Seventy games into his major league career, Mike Yastrzemski has matched his Hall of Fame grandfather in one category.

Three-homer games.

The younger Yaz went deep three times, including a go-ahead solo blast in the 11th inning, to lead the San Francisco Giants to a wild, 10-9 victory over the Arizona Diamondbacks on Friday night in Phoenix.

The Red Sox legend played 3,308 major league games and the only three-homer game of his career came in his 15th season, on May 19, 1976, at Tiger Stadium in Detroit.

Here's a look at Mike Yaz's handiwork in a game where the teams combined to hit 12 homers, just the second time in major league history that's happened. 

A solo shot in the third...

A two-run homer in the seventh...

And what proved to be the winner in the 11th:

Mike Yastrzemski, 28, called up May 25, has 16 homers, 45 RBI (including four Friday night) and is hitting .272. The Giants (62-61) are 2 1/2 games out of the NL's second wild-card spot.

Drafted in the 36th round by the Red Sox in 2009 out of St.

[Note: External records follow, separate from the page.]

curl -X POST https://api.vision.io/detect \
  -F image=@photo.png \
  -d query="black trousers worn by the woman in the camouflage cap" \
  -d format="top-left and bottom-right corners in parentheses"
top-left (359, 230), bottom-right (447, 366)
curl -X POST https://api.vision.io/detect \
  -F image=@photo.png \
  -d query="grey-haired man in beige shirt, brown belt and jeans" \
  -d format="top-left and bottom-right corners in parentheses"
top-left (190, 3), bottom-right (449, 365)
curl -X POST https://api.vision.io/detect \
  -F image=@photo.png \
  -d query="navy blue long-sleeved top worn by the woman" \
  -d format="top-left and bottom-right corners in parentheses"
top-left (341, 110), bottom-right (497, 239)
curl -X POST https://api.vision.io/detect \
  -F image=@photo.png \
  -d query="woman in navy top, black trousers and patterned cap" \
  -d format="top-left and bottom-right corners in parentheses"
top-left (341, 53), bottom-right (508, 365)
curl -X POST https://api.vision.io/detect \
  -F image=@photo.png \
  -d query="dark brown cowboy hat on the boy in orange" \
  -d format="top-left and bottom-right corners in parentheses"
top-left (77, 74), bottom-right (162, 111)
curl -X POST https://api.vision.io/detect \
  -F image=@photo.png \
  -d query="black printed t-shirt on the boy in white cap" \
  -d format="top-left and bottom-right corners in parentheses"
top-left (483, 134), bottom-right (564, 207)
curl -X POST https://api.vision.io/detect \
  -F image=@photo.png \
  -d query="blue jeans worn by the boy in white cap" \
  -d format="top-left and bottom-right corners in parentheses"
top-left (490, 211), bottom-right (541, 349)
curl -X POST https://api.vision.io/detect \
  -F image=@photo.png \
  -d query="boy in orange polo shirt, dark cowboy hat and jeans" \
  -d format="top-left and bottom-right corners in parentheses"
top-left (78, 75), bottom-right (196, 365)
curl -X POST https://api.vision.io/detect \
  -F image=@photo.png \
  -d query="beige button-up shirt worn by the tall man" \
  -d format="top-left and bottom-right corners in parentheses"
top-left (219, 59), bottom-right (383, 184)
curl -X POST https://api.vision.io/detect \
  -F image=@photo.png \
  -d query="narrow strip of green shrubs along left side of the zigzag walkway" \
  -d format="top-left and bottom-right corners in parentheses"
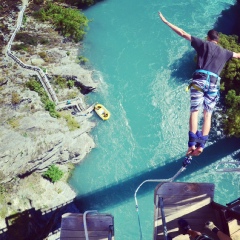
top-left (26, 78), bottom-right (60, 118)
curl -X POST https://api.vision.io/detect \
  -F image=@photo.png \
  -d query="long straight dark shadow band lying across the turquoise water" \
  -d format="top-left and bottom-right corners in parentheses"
top-left (75, 138), bottom-right (240, 212)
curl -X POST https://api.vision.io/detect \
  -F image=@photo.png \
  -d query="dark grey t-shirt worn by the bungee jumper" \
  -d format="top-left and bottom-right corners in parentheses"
top-left (191, 36), bottom-right (233, 75)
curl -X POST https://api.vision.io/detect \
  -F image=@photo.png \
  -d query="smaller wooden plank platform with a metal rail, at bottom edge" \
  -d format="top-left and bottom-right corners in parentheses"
top-left (60, 213), bottom-right (114, 240)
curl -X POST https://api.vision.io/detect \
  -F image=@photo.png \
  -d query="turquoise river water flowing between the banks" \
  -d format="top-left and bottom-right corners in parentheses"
top-left (70, 0), bottom-right (240, 240)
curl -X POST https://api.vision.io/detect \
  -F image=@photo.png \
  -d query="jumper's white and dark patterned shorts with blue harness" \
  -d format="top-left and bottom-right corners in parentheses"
top-left (190, 72), bottom-right (219, 112)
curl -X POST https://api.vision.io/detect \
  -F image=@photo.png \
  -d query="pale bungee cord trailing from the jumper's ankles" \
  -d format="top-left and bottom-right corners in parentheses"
top-left (134, 156), bottom-right (192, 240)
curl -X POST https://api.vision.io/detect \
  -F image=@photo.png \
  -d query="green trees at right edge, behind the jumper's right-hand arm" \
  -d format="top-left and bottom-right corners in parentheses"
top-left (219, 34), bottom-right (240, 137)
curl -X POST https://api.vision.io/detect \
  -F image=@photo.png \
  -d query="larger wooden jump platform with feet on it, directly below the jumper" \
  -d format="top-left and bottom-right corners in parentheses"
top-left (153, 182), bottom-right (222, 240)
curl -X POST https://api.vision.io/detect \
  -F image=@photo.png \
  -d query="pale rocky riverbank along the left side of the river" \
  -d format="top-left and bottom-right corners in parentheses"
top-left (0, 1), bottom-right (97, 236)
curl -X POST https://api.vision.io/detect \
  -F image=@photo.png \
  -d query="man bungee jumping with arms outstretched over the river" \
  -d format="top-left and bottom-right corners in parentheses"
top-left (158, 12), bottom-right (240, 156)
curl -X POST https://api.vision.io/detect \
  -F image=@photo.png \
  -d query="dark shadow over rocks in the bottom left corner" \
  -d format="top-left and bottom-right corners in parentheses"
top-left (0, 200), bottom-right (79, 240)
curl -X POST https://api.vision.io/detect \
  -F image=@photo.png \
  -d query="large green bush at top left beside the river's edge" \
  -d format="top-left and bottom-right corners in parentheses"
top-left (35, 1), bottom-right (89, 42)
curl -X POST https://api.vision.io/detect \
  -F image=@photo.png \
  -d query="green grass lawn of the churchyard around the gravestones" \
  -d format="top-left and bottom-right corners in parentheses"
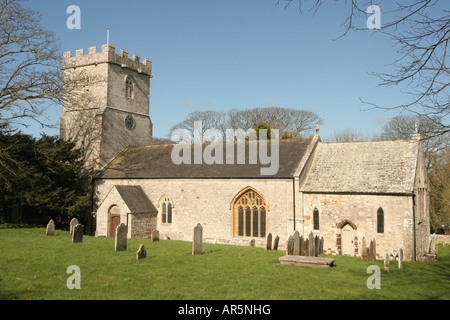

John's Prep in Danvers, Mass., Yastrzemski, a left-handed hitting outfielder like his grandfather (but a left-handed thrower), didn't sign, went to Vanderbilt and was drafted in the 14th round by the Orioles in 2013. After six years in the minors with Baltimore, he was traded to the Giants this past March.

Even before the third homer, the MLB Network noted that Mike Yaz was off to a better start in his first 261 plate appearances than grandpa, who hit .266 with 11 homers and 80 RBI as a Red Sox rookie in 1961. 

The Giants come to Fenway Park for a three-game series Sept. 17-19.